A decisão que autorizou a operação aponta Helvécio como principal vínculo entre os investigados no esquema. Ele seria a figura principal para direcionar decisões judiciais no TJTO e, ainda, indicava quais magistrados seriam promovidos a desembargadores para ‘facilitar’ o esquema que vendia sentenças para favorecer empresas e órgãos públicos.
Helvécio de Brito Maia Neto assume a presidência do TJ em 2019
Divulgação/Tribunal de Justiça
Além do afastamento dos magistrados, foram presos filho do desembargador Helvécio, Thales André Pereira Maia, e o advogado Thiago Sulino de Castro. O g1 procurou os advogados de Helvécio Maia e do filho Thales, mas não houve resposta até a publicação desta reportagem.
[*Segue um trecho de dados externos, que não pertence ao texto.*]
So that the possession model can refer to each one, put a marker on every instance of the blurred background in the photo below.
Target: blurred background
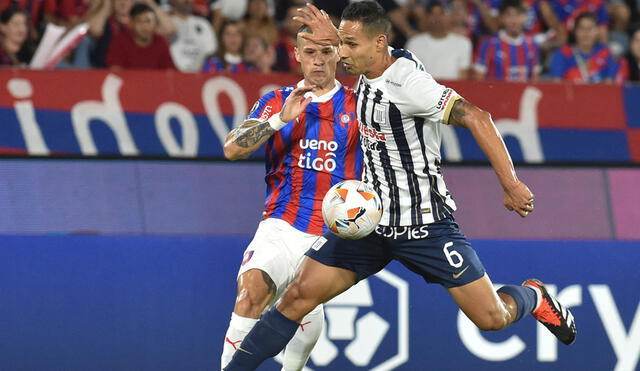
(122, 226)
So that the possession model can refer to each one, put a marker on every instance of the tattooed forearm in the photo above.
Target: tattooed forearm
(250, 134)
(271, 286)
(459, 112)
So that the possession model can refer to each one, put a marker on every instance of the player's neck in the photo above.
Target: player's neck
(321, 90)
(381, 65)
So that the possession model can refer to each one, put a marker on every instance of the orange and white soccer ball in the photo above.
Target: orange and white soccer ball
(351, 209)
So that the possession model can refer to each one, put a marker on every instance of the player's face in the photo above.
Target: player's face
(318, 62)
(586, 32)
(16, 28)
(357, 49)
(513, 21)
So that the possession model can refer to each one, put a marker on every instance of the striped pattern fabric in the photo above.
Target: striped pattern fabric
(400, 114)
(309, 155)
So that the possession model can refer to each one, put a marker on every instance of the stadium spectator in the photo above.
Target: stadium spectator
(630, 69)
(36, 9)
(285, 54)
(17, 48)
(111, 19)
(259, 54)
(223, 10)
(588, 61)
(229, 55)
(618, 38)
(543, 25)
(258, 22)
(141, 47)
(445, 55)
(511, 55)
(67, 13)
(194, 39)
(568, 11)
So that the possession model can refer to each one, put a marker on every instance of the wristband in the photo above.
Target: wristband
(275, 122)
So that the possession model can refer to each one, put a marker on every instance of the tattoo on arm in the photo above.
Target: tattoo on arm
(249, 134)
(459, 112)
(271, 287)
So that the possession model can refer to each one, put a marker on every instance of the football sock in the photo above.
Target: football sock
(525, 297)
(239, 327)
(299, 348)
(267, 338)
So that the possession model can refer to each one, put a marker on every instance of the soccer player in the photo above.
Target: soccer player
(402, 108)
(312, 143)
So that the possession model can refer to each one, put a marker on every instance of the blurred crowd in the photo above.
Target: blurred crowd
(589, 41)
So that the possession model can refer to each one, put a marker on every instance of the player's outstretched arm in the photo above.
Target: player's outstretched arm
(242, 141)
(323, 31)
(517, 196)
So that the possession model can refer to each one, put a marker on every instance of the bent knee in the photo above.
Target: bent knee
(299, 300)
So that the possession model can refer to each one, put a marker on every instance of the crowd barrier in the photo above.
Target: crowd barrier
(112, 303)
(171, 114)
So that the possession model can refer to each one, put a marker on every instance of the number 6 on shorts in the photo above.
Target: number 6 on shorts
(451, 254)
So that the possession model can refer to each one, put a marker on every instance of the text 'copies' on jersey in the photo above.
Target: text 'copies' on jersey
(322, 163)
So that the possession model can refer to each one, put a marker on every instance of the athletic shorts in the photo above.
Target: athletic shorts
(439, 252)
(277, 249)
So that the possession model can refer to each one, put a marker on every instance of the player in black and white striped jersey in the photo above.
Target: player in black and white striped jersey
(400, 108)
(401, 137)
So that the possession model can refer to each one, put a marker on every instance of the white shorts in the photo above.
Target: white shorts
(277, 248)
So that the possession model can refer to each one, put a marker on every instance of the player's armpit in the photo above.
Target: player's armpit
(246, 138)
(461, 112)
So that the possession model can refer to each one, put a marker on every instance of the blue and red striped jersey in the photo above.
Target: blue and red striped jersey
(571, 64)
(568, 10)
(320, 148)
(507, 59)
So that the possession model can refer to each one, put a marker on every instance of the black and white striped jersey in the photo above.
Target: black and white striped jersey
(400, 113)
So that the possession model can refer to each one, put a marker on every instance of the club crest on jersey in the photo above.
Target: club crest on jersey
(246, 257)
(380, 113)
(444, 99)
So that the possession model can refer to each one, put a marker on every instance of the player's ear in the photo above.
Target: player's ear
(381, 42)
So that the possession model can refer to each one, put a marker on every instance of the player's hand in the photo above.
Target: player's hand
(518, 198)
(295, 104)
(323, 30)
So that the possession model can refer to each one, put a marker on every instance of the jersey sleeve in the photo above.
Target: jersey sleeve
(424, 97)
(266, 106)
(482, 56)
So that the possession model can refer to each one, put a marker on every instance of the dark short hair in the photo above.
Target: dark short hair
(515, 4)
(585, 15)
(434, 4)
(370, 14)
(138, 9)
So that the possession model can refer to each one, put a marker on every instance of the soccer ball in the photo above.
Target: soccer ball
(351, 209)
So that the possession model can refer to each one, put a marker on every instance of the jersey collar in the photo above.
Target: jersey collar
(324, 97)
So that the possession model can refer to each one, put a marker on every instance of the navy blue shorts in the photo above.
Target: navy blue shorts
(439, 252)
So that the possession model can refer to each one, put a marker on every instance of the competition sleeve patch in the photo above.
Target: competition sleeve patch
(448, 106)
O advogado de Tiago Sulino disse que ira “se manifestará nos autos do procedimento que corre em sigilo”.
O Tribunal de Justiça foi procurado para se posicionar sobre a decisão do STJ que a TV Anhanguera teve acesso na quarta-feira (28), mas não houve resposta até a publicação desta reportagem. No dia da operação, divulgou nota informando que “defende a apuração dos fatos com lisura e transparência e continua à disposição do STJ e da Polícia Federal para contribuir com as investigações”.
Além dos dois mandados de prisão preventiva, 60 ordens de busca e apreensão foram cumpridas no Tocantins e em outros estados, inclusive no Fórum de Palmas e na sede do Tribunal de Justiça.